To be sure, the economy is painting a mixed picture for investors heading into year end. That essentially equates to an uncertain direction for Fed policy, something likely on display throughout this week’s Fed symposium in Jackson Hole.

Earlier this month, markets were stunned following a surprisingly weak July jobs report. The reading sparked fresh fears of a recession and calls for a more aggressive pace of policy loosening by the Fed.

Those concerns were reignited today as the Labor Department reported that monthly payroll figures overstated job growth by about 818,000 in the 12-months ended in March. The revisions are part of an annual process undertaken by the Labor Department.

On the other hand, while the economy has clearly slowed, it’s not falling off a cliff as some doomsayers would suggest.

The latest ISM services report, which includes data on business activity, new orders, employment, and supplier deliveries, clocked in at 51.4%, up from 48.8% in June.

Numbers over 50% are seen as positive for the economy. Most companies in the report said business was either flat or expanding gradually.

A week ago the Commerce Department reported that retail sales rose 1% in July, the largest increase since January 2023, supported by robust gains in online shopping. Sales in June fell a modest 0.2%.

“The consumer is hanging in there,” Walmart (WMT) CFO John David Rainey told me on Yahoo Finance’s Morning Brief, moments after better-than-expected earnings from America’s largest retailer hit the wire.

Rainey added that the back-to-school shopping season is off to a “good” start.

Target (TGT) chairman and CEO Brian Cornell told me this week consumers have responded well to new rounds of price cuts in food and lower inflation. In turn, the retailer grew its store traffic by 3% in the second quarter, following several quarters of challenges.

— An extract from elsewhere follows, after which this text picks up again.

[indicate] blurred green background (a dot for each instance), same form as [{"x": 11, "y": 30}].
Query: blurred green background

“The lower recession risk has strengthened our forecasts that they [the Fed] will certainly reduce by just 25 basis factors at the September conference,” claimed Goldman Sachs primary financial expert Jan Hatzius on Yahoo Finance’s Morning Brief today.

Hatzius included he anticipates 75 basis factors of price cuts this year, with the last one being available in December.

Three times every week, I field insight-filled discussions with the greatest names in service and markets on my Opening Bid podcast. Find extra episodes on our video hub Watch on your preferred streaming service Or pay attention and subscribe on Apple Podcasts, Spotify, or anywhere you locate your preferred podcasts.

In the below Opening Bid episode, previous Federal Reserve candidate Judy Shelton voices worry on just how the Fed evaluates rising cost of living.